Prosseguindo a minha visita, desta vez a Arbil, foram também estas as mensagens que enderecei ao presidente Nechirvan Barzani e aos dirigentes da região do Curdistão iraquiano, nomeadamente ao primeiro-ministro, Masrour Barzani, e ao antigo presidente, Masoud Barzani. Também aqui me deparei com sérios desafios: divisões internas, presença de grupos armados estrangeiros e intervenções recorrentes por parte de países vizinhos. As relações entre Bagdade e Arbil são vitais para a estabilidade do Iraque. A UE não pode senão apoiar e incentivar o desenvolvimento de novos esforços para melhorar essas relações.

"A região do Curdistão iraquiano tem prestado provas de enorme generosidade ao dar guarida a tantas pessoas deslocadas internamente. Desde 2019, mais de 237 000 pessoas puderam beneficiar de serviços de gestão de campos de refugiados financiados pela UE."

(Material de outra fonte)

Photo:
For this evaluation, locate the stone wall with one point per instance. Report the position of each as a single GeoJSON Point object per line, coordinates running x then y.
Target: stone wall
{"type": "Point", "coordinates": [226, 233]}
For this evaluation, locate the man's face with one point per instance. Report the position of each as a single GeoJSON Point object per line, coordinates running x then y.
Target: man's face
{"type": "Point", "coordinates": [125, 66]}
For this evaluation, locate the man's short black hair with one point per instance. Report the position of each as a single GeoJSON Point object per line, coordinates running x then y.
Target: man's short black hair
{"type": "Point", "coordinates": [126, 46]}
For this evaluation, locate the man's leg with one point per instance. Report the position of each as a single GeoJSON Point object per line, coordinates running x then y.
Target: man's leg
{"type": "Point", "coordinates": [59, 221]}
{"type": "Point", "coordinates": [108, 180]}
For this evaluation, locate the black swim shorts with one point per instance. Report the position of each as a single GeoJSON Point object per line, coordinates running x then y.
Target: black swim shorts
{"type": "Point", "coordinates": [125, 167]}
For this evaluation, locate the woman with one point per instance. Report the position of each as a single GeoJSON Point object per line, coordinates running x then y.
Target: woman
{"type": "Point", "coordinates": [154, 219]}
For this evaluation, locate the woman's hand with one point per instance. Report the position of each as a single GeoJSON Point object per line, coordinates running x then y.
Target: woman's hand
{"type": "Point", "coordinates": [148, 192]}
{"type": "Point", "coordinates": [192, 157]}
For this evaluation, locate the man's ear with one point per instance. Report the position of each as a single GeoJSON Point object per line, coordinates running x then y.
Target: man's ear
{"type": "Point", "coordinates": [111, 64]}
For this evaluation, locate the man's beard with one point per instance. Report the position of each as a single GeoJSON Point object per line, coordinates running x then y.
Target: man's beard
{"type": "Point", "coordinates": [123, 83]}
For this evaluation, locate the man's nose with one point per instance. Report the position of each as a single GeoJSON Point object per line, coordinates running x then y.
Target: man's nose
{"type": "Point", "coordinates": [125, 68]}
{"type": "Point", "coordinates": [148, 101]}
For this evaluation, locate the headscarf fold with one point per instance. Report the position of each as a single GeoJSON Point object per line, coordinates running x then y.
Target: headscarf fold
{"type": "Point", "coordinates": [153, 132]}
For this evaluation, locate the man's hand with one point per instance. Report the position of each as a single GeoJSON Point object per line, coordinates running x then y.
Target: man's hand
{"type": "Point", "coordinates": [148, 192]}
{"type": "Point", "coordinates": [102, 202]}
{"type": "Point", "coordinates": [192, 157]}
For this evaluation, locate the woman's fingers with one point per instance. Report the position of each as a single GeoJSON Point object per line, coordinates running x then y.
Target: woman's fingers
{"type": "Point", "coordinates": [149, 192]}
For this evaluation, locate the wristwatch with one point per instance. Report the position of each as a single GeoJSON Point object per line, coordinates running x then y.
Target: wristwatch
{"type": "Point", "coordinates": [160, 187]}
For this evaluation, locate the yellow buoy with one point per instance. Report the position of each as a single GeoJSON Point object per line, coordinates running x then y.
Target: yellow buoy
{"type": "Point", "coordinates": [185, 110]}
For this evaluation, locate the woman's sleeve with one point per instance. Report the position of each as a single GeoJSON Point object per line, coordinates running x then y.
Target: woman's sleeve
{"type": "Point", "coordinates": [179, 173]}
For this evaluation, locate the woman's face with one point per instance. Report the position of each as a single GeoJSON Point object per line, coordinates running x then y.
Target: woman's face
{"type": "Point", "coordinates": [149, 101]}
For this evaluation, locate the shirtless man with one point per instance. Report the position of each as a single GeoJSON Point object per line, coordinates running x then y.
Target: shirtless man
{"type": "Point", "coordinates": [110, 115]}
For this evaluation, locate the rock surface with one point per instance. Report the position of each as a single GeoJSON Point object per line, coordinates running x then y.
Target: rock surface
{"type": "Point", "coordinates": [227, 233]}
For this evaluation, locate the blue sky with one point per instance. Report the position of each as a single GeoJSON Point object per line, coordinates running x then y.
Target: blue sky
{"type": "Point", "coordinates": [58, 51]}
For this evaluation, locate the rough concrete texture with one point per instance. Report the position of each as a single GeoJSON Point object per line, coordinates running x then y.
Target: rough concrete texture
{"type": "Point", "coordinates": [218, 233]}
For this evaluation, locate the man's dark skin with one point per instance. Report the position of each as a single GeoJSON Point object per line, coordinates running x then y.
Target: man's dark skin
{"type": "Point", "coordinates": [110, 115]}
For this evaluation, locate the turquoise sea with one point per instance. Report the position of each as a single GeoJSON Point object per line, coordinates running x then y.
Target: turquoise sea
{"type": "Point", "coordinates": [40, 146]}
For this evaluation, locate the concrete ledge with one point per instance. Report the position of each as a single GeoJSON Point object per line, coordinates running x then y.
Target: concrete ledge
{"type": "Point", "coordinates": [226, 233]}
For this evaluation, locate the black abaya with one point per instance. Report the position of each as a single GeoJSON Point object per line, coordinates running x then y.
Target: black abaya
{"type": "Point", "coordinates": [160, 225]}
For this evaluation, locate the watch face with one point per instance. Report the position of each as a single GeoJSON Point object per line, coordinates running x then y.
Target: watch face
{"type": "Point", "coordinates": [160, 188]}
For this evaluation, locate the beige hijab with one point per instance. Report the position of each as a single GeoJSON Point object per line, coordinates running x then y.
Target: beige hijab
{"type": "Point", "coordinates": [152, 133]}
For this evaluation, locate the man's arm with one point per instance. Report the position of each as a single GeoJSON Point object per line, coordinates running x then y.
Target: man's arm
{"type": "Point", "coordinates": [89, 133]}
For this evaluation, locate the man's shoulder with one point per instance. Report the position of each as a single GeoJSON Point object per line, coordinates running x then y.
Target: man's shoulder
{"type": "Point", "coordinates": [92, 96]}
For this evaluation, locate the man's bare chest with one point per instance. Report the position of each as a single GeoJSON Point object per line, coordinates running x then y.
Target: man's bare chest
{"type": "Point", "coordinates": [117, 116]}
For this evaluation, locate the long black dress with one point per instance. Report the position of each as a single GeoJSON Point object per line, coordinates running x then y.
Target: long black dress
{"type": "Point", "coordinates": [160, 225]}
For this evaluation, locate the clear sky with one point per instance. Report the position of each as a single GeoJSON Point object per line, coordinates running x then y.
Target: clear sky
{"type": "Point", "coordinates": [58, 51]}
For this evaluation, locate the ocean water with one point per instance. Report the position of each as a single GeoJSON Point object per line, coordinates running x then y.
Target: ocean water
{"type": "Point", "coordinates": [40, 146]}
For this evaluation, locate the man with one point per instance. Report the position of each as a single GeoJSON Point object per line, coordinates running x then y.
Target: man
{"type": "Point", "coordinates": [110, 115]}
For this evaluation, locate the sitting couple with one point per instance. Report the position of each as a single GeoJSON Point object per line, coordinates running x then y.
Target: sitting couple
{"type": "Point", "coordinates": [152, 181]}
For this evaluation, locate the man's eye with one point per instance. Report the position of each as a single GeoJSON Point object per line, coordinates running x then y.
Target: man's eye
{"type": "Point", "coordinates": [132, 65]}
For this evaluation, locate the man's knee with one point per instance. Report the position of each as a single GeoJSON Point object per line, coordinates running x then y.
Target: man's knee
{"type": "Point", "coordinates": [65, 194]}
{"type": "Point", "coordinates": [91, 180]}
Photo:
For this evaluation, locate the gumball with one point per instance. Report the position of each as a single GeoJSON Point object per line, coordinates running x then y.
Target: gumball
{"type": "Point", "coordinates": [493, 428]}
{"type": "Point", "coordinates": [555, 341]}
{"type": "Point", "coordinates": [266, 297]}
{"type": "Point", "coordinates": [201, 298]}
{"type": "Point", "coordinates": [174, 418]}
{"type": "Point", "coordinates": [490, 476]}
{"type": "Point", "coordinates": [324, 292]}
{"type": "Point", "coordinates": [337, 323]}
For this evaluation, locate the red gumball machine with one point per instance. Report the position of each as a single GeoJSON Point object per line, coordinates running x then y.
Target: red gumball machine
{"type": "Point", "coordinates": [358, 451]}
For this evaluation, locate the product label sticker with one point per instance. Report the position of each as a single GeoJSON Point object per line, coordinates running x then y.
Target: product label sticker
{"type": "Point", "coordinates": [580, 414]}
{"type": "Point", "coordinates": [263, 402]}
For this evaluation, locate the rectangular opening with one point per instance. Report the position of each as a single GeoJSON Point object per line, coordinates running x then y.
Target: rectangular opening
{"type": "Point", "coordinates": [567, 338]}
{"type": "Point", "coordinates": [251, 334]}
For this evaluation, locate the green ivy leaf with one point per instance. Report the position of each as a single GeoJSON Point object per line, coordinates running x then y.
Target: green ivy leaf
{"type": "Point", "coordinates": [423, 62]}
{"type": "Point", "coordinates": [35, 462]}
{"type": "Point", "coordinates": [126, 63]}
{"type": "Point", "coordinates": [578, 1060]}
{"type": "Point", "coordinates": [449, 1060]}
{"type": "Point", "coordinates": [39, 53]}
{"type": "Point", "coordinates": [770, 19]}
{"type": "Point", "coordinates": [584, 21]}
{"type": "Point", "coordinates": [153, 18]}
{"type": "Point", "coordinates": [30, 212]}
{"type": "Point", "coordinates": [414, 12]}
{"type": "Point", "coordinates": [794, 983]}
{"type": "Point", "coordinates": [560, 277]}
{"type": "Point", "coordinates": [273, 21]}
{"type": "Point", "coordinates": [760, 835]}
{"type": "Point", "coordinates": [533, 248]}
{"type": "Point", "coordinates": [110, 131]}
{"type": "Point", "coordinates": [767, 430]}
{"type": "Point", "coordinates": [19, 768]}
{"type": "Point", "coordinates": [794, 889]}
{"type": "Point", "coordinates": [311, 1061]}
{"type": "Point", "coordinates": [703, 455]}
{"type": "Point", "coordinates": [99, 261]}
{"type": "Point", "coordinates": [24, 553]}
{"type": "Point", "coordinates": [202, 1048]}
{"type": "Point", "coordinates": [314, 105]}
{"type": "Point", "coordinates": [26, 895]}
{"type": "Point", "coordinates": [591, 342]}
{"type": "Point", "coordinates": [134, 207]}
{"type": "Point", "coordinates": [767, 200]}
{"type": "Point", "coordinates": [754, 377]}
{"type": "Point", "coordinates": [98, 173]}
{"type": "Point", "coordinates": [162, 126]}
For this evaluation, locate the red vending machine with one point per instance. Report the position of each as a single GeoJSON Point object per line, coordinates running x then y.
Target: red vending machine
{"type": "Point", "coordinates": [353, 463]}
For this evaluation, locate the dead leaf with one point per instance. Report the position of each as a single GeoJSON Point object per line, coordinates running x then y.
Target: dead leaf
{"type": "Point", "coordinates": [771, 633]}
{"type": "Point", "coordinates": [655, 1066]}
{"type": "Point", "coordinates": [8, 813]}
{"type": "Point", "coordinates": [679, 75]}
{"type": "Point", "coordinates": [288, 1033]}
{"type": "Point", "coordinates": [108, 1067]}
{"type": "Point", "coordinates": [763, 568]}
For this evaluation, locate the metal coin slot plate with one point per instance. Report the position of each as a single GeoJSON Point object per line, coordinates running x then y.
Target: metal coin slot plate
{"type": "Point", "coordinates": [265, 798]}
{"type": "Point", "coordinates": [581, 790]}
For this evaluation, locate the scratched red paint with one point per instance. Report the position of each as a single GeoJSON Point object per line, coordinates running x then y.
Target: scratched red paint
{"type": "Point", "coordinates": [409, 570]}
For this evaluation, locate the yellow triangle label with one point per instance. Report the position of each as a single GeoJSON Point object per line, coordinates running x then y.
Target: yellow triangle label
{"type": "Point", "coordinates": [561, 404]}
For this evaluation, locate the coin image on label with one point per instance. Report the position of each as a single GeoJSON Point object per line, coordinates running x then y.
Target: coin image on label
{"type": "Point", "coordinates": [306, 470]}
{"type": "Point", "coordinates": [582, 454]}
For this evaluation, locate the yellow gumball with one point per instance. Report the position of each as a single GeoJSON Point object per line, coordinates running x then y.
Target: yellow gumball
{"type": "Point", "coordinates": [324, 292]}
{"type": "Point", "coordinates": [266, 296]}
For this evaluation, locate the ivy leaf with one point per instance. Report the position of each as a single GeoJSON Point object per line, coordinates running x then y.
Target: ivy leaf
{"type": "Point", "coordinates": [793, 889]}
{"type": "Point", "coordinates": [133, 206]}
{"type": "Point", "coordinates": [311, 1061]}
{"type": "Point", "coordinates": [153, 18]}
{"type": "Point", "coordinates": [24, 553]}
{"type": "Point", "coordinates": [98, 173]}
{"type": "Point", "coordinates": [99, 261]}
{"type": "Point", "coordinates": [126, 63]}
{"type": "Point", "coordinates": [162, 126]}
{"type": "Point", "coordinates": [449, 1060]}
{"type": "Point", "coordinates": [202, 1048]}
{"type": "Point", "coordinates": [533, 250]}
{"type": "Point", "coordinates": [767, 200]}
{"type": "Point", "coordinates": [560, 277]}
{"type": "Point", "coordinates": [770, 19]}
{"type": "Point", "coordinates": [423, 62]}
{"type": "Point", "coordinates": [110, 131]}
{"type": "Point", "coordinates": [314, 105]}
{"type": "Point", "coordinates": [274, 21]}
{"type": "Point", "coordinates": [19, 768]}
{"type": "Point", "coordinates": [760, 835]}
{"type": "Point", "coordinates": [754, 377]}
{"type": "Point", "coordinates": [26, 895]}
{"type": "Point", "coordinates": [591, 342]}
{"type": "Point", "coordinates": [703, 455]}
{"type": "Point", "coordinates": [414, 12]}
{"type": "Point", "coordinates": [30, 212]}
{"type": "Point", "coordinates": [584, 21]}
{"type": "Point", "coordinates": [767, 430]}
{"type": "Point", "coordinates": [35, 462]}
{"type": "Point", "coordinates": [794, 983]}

A região do Curdistão iraquiano tem prestado provas de enorme generosidade ao dar guarida a mais de dois milhões de pessoas deslocadas, que foram chegando ao longo de seis meses apenas. Representam 30 % da população, o que reflete a amplitude do desafio. Tentámos ajudar a cumprir esta missão: desde 2019, 237 000 pessoas puderam beneficiar de serviços de gestão de campos de refugiados financiados pela UE. Continuaremos a apoiar projetos de integração das pessoas deslocadas internamente (PDI) nas comunidades locais.

Preservar o passado, projetar o futuro

Para além das reuniões oficiais, fiz uma visita rápida ao Museu Nacional do Iraque em Bagdade, que é um dos mais importantes do mundo. Guarda a história dos 5 000 anos da Mesopotâmia e, por conseguinte, desempenha um papel crucial na salvaguarda e valorização do riquíssimo património do país. Congratulo-me com o facto de a Missão de Aconselhamento da UE trabalhar com o museu. Esta é a primeira missão civil da UE no domínio da gestão de crises incumbida de preservar património cultural.

Em Arbil, visitei também a Cidadela de Qelat, inscrita no Património Mundial da UNESCO, outro sítio impressionante de beleza e carregado de história. É considerado o mais antigo local do mundo habitado em permanência. Beneficia de um projeto financiado pela UE que se destina a criar emprego no setor do património cultural para refugiados sírios e iraquianos em situação vulnerável.

A minha visita foi bem acolhida por todos os interlocutores e foram-nos lançados apelos inequívocos a que a UE intensifique o seu empenhamento no Iraque. Nos últimos anos, o Iraque atravessou tempos muito difíceis, de guerra, violência e conflitos. Mas estou esperançado no futuro. Cabe aos cidadãos e dirigentes iraquianos pegar nas raízes históricas do país para construir um Estado capaz de contribuir para a paz em toda a região. A UE é um parceiro empenhado em ajudar os iraquianos a velar por que isso aconteça.